Split In The Republican Party On Foreign Interventions! Mitt Romney And Jon Huntsman Open A Debate!

The Republican Party has been a warlike, hawkish party for the past two decades since the Gulf War, with Congressman Ron Paul of Texas being a rare critic.

When Paul was competing for the GOP Presidential nomination in 2008, he was ridiculed in debates by Rudy Guiliani and other GOP candidates as loony and unrealistic about America’s role in the world.

But as we near ten years in Afghanistan and soon withdraw our forces from Iraq and wonder about the Libyan intervention, nearing three months with no resolution, we are starting to see chinks in the armor of the war wing of the Republican Party.

Senators John McCain of Arizona and Lindsey Graham of South Carolina are always looking to bomb and intervene in another Muslim country, and most Republicans in Congress have refused up to now to realize the heavy financial cost of constant military intervention, particularly at a time of record deficits and the growing dispute over raising the debt limit.

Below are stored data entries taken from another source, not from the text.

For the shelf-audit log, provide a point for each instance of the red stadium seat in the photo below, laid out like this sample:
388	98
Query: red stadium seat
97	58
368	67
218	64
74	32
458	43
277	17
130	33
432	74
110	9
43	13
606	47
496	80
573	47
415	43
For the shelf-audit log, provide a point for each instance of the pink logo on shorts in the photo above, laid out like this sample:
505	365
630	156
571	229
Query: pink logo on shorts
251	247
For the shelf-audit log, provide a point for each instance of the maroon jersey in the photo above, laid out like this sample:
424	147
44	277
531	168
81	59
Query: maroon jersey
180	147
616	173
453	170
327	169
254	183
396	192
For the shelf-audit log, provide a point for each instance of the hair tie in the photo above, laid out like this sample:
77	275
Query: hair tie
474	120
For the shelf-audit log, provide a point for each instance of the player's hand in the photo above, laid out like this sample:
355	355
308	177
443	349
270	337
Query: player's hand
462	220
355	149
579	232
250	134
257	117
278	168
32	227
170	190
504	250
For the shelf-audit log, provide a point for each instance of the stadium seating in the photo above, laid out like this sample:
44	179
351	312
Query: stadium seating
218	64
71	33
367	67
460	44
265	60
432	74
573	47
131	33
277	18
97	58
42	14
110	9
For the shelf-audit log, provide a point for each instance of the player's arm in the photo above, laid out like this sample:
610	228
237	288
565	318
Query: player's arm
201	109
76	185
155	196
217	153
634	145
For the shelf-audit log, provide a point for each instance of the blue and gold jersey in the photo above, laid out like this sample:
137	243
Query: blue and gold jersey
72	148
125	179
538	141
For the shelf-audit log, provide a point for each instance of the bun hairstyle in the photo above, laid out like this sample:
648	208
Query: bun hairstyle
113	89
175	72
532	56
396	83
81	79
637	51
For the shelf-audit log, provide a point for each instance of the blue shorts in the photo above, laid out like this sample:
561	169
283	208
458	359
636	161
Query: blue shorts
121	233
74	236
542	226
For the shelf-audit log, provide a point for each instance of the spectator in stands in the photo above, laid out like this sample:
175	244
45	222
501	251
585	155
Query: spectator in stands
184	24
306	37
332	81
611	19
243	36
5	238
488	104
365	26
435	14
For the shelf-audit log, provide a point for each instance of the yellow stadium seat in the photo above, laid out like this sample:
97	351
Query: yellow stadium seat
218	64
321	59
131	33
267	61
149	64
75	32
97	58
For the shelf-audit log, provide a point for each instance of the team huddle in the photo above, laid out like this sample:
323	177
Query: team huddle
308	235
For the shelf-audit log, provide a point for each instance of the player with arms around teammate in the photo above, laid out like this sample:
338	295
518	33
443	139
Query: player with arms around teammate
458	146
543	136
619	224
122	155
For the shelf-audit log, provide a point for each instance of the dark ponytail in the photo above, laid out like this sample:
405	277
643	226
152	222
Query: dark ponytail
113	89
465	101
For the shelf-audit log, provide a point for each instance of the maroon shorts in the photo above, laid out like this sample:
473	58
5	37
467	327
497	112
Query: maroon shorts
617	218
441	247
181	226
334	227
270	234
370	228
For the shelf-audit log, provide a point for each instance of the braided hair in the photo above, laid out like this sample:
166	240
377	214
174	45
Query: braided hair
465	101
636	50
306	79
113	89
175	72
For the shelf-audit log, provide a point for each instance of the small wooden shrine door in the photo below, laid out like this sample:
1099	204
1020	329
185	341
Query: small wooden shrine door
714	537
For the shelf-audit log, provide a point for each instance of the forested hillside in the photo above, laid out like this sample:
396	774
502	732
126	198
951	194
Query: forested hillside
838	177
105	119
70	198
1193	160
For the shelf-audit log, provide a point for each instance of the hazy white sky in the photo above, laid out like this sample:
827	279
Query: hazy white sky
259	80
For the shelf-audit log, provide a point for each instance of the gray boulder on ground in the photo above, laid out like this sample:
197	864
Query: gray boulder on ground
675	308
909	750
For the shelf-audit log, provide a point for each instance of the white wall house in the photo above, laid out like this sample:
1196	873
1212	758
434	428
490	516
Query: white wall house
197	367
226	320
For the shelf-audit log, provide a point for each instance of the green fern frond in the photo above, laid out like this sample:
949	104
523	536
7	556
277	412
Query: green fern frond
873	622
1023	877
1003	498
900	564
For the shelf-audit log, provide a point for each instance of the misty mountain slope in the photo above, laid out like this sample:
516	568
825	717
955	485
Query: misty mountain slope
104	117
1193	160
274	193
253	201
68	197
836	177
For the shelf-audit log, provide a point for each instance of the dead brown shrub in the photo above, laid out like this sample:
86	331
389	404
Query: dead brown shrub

But now, at least two Presidential candidates, the two most likely to go all the way to the nomination, are expressing doubts about continuation of the war in Afghanistan, and the need to reconsider military spending in some form. Mitt Romney and Jon Huntsman have taken a courageous stand in this regard, but this has led at least Lindsey Graham to call Mitt Romney another Jimmy Carter, of all things!

IF either Romney or Huntsman become the GOP nominee against Barack Obama next year, there could be an opening for Obama to start moving to end the involvement in Afghanistan.

And if real discussion of defense and military cuts could move forward, it would change the economic outlook dramatically, and allow some relief on such issues as education, health care, and the environment taking all the hits in spending cuts!